A Hierarchical Shock Model of Ultra-High-Energy Cosmic Rays

Abstract: We propose that a hierarchical shock model$\unicode{x2014}$including supernova remnant shocks, galactic wind termination shocks, and accretion shocks around cosmic filaments and galaxy clusters$\unicode{x2014}$can naturally explain the cosmic ray spectrum from ~1 GeV up to ~200 EeV. While this framework applies to the entire cosmic ray spectrum, in this work, we focus on its implications for ultra-high-energy cosmic rays (UHECRs). We perform a hydrodynamic cosmological simulation to investigate the power processed at shocks around clusters and filaments. The downstream flux from nearby shocks around the local filament accounts for the softer, lower-energy extragalactic component around the ankle, and the upstream escaping flux from nearby clusters accounts for the transition to a hard spectral component at the highest energies. This interpretation is in agreement with UHECR observations.
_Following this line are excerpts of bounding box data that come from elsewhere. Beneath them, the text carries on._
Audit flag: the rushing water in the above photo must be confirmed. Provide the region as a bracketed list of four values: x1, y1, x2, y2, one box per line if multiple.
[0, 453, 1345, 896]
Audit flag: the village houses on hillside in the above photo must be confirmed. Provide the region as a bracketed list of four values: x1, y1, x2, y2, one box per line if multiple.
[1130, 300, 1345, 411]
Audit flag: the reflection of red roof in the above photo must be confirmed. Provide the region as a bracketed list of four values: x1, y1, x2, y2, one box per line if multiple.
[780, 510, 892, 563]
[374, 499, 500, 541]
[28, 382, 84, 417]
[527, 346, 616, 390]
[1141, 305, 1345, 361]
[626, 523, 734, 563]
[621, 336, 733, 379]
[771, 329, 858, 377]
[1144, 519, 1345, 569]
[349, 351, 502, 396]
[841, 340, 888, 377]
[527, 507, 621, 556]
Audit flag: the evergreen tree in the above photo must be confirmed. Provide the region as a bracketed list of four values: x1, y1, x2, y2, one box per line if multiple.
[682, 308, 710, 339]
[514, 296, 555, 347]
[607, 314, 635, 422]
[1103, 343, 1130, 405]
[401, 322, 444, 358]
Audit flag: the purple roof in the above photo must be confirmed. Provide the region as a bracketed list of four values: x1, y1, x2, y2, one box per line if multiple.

We suggest that a combination of early-Universe galactic outflows, cosmic ray streaming instabilities, and a small-scale turbulent dynamo can increase magnetic fields enough to attain the required rigidities. Our simulation suggests that the available volume-averaged power density of accretion shocks exceeds the required UHECR luminosity density by three orders of magnitude. We show that microgauss magnetic fields at these shocks could explain both the origin of UHECRs and the as-yet unidentified source of the diffuse radio synchrotron background below 10 GHz. The shock-accelerated electrons produce a hard radio background without overproducing diffuse inverse Compton emission. These results motivate further observational tests with upcoming facilities to help distinguish accretion shocks from other UHECR sources.